Is Tom Holland Getting Too Old to Play Peter Parker in the MCU?
Playing a superhero can make an actor ageless. Once an actor plays a superhero and is acclaimed for it, fans often see the actor as that hero, for better or for worse. When the names Christopher Reeve and Adam West are mentioned, Superman and Batman invariably follow.
So it goes with Spider-Man and Tom Holland. Although the actor has done some notable work before and after Spider-Man, the web-slinger is the role he is and probably will be most identified with even after he stops playing him. Along those lines, fans are asking if he’s already aging out of the role.
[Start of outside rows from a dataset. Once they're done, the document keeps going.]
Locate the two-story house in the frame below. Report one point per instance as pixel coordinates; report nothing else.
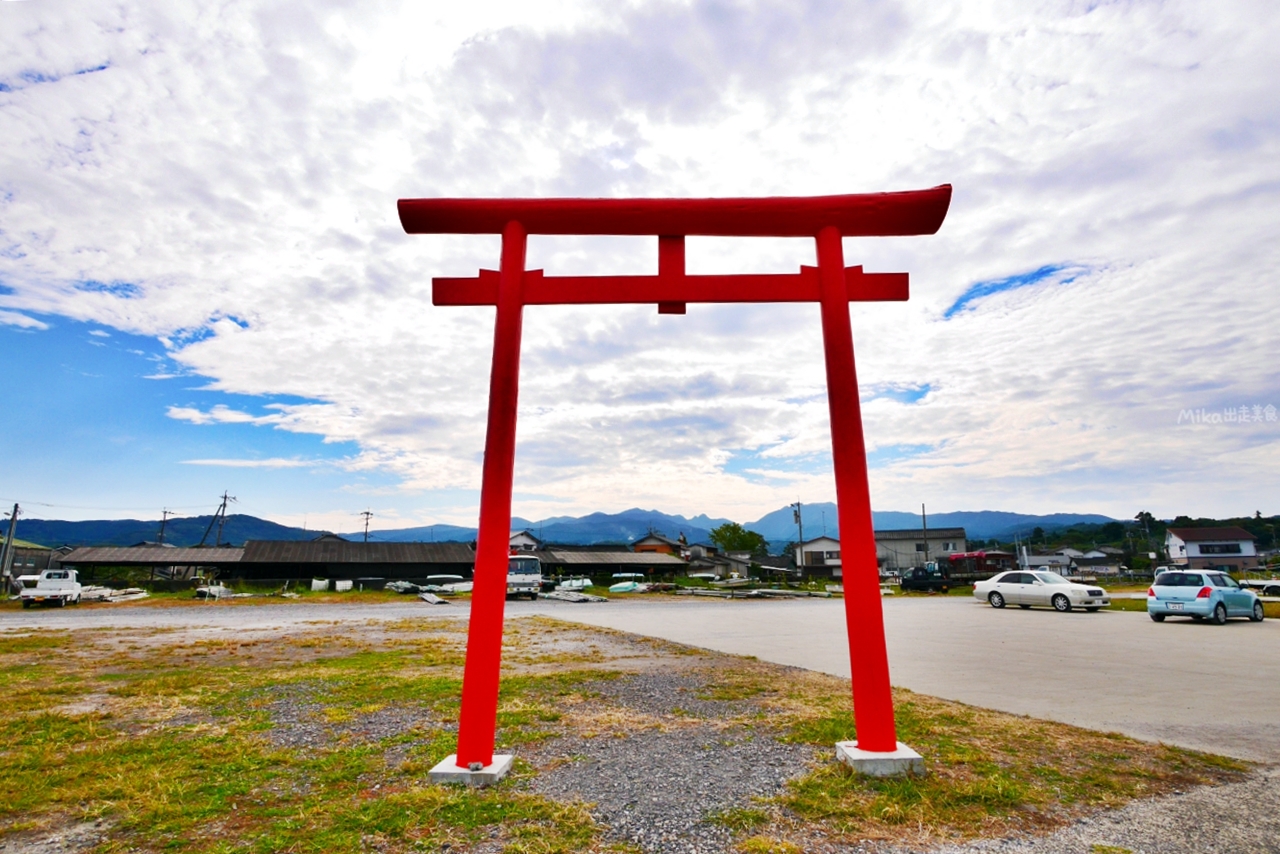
(1211, 548)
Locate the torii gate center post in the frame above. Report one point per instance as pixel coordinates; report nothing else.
(831, 284)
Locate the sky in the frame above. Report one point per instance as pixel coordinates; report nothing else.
(205, 287)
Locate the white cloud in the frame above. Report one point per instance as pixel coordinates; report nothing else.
(21, 320)
(277, 462)
(225, 179)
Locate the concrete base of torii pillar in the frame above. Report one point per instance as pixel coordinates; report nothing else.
(448, 771)
(903, 762)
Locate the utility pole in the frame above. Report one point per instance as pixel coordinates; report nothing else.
(795, 510)
(164, 517)
(924, 526)
(220, 519)
(7, 560)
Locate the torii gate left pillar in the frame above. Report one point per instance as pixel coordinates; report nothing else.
(827, 219)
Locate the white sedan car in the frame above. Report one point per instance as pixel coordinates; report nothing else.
(1025, 589)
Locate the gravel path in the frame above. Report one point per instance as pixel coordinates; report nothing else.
(658, 788)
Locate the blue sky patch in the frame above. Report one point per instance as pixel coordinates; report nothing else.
(900, 392)
(123, 290)
(95, 433)
(891, 453)
(1050, 273)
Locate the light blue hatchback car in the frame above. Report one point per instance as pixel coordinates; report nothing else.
(1201, 594)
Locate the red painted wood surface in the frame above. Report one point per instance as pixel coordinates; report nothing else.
(612, 290)
(915, 211)
(831, 284)
(864, 617)
(483, 668)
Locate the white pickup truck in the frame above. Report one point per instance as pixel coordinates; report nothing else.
(54, 587)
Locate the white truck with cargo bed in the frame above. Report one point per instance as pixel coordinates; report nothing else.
(54, 587)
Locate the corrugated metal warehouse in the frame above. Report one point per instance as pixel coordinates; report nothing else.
(332, 557)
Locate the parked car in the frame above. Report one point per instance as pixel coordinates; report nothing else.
(53, 587)
(1201, 594)
(1040, 588)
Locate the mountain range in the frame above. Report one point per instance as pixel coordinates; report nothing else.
(778, 528)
Peter Parker has to be a teenager?
One of the key aspects of Peter Parker/Spider-Man’s appeal is that he’s a teenager, or at least was when he became Spider-Man. When Stan Lee created the character in the early 60s, he knew that comic books were primarily read by teenagers, so he wanted to create a character who spoke to that audience.
So instead of making a young version of an established hero, like Superboy, he wanted to make a superhero who was actually a teenager, with teen problems informing the character.
The conceit worked like gangbusters. Spider-Man quickly became Marvel’s most popular character – so much so that his face became the very symbol of Marvel comics itself. Other Marvel heroes like the Fantastic Four came before Spider-Man, but Spider-Man soon came to dominate them all.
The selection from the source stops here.